Saisi par Madame [L] [R], le juge des référés du Tribunal judiciaire de Grasse a, par décision en date du 20 décembre 2017, ordonné une expertise médicale confiée au Docteur [X], lequel a rendu son rapport le 29 mars 2018.
Par actes de commissaire de justice délivrés les 12, 15 et 16 avril 2024, Madame [L] [R] a assigné le Docteur [S] [H] et l’ONIAM, au contradictoire de la Caisse Primaire d’Assurance Maladie du VAR, devant le Tribunal judiciaire de Grasse.

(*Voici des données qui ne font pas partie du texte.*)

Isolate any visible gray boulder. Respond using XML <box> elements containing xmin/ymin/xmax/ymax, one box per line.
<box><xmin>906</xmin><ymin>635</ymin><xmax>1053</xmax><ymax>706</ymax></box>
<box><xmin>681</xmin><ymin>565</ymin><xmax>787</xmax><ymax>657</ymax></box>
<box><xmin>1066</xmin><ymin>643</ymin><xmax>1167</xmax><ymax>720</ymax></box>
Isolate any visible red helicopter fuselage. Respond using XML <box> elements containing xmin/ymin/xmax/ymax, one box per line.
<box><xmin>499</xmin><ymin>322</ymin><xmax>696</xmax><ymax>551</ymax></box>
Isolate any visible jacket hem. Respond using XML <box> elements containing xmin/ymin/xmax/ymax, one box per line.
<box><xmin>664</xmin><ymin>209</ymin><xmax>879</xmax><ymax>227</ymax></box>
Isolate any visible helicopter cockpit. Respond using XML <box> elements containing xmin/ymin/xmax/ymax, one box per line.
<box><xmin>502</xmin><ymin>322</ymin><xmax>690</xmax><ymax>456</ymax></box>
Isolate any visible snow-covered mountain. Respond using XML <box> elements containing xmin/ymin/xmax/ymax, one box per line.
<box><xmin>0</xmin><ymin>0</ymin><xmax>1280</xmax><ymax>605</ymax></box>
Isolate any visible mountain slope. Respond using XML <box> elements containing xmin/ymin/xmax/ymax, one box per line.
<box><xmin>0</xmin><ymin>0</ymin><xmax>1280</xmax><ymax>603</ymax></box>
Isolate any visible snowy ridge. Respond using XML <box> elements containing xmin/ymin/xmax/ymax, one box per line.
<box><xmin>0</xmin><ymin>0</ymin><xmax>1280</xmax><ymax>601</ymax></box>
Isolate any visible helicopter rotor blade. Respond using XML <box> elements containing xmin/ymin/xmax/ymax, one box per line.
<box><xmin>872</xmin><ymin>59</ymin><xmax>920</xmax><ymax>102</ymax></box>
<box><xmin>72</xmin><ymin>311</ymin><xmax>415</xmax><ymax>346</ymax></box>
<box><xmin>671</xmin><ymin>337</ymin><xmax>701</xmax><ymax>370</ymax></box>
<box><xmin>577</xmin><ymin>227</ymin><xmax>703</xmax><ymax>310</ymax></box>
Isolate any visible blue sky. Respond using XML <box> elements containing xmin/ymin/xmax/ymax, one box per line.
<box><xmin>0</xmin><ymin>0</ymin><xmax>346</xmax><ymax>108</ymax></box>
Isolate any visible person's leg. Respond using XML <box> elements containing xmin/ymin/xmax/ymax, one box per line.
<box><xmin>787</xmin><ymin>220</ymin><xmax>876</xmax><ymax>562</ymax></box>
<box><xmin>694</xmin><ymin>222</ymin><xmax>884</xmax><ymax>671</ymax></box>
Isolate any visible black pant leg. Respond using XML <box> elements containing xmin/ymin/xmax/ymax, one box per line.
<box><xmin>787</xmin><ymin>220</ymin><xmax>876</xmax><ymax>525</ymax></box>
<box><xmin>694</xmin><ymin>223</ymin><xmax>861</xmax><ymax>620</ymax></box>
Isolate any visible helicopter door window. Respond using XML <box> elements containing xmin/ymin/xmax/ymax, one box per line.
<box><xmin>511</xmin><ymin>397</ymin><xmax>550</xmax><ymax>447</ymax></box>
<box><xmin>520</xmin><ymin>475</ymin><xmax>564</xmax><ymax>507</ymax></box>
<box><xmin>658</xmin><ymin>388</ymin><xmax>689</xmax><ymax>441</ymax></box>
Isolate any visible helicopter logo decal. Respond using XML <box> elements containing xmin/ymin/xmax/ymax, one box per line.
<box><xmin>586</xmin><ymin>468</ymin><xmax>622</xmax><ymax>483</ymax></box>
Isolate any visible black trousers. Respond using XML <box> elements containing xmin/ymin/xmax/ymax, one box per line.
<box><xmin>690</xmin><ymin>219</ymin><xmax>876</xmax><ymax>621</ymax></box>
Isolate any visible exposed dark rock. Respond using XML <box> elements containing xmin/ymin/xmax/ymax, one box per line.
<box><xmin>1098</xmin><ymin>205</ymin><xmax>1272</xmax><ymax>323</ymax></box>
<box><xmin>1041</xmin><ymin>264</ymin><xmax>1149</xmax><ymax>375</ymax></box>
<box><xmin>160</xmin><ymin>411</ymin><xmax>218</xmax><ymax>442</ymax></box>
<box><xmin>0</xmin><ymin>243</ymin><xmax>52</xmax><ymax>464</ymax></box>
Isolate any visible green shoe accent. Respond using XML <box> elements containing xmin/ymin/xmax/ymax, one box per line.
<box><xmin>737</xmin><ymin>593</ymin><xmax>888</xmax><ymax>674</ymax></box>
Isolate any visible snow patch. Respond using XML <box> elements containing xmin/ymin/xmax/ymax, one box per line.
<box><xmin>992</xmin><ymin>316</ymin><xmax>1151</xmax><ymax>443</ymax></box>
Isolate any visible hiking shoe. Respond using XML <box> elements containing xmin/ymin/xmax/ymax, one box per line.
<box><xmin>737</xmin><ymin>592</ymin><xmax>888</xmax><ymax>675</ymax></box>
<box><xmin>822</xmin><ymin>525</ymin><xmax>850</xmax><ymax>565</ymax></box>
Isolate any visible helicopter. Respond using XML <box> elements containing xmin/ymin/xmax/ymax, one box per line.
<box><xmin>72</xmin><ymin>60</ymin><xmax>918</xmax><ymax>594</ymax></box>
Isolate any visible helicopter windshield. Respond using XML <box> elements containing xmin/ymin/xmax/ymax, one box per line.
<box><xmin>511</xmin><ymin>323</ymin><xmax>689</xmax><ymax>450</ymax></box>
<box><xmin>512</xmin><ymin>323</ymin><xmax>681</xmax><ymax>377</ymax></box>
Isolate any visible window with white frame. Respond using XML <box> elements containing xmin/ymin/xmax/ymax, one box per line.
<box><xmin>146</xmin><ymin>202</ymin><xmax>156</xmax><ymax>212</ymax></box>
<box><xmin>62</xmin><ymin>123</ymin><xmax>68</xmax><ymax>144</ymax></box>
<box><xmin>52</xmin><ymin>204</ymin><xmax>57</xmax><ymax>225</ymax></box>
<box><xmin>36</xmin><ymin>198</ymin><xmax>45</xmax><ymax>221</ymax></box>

Selon conclusions notifiées par voie électronique le 2 décembre 2024, Madame [L] [R] sollicite :
— de se voir déclarée recevable et bien fondée en sa demande de nouvelle expertise,
— de débouter le Docteur [S] [H] de ses demandes,
— d’ordonner le maintien dans la cause de l’ONIAM,
— d’ordonner une expertise médicale confiée à un expert judiciaire ou collège d’experts (hors PACA), spécialisés en chirurgie dentaire, avec mission détaillée au dispositif de ses écritures ;
— de surseoir à statuer sur l’indemnisation des préjudices subis dans l’attente du dépôt du rapport d’expertise médicale ;
— la condamnation du Docteur [S] [H], solidairement avec son assureur responsabilité civile professionnelle à payer à Madame [L] [R] la somme de 1 500 euros sur le fondement de l’article 700 du code de procédure civile et aux entiers dépens de l’instance ;
— de déclarer l’ordonnance à intervenir opposable à l’ONIAM et à la Caisse Primaire d’Assurance Maladie du VAR ;
— qu’il soit dit n’y avoir lieu à écarter l’exécution provisoire de la décision à intervenir ;
Selon conclusions notifiées par voie électronique le 1er juillet 2025, le Docteur [S] [H] sollicite :
— le rejet de la demande d’expertise formée par Madame [L] [R] et de l’ensemble de ses demandes dirigées à son encontre, en ce compris celles formulées au titre de l’article 700 du code de procédure civile ;
— la condamnation de Madame [L] [R] au paiement de la somme de 1 500 euros à titre de dommages et intérêts pour procédure abusive ;
— la condamnation de Madame [L] [R] au paiement de la somme de 3 500 euros au titre de l’article 700 du code de procédure civile, outre les dépens de l’instance ;
Selon conclusions notifiées par voie électronique le 13 septembre 2024, l’ONIAM sollicite :
— à titre principal, sa mise hors de cause ;
— à titre subsidiaire, qu’il lui soit donné acte qu’elle ne s’oppose pas à une nouvelle expertise complétée de la mission détaillée au dispositif de ses écritures.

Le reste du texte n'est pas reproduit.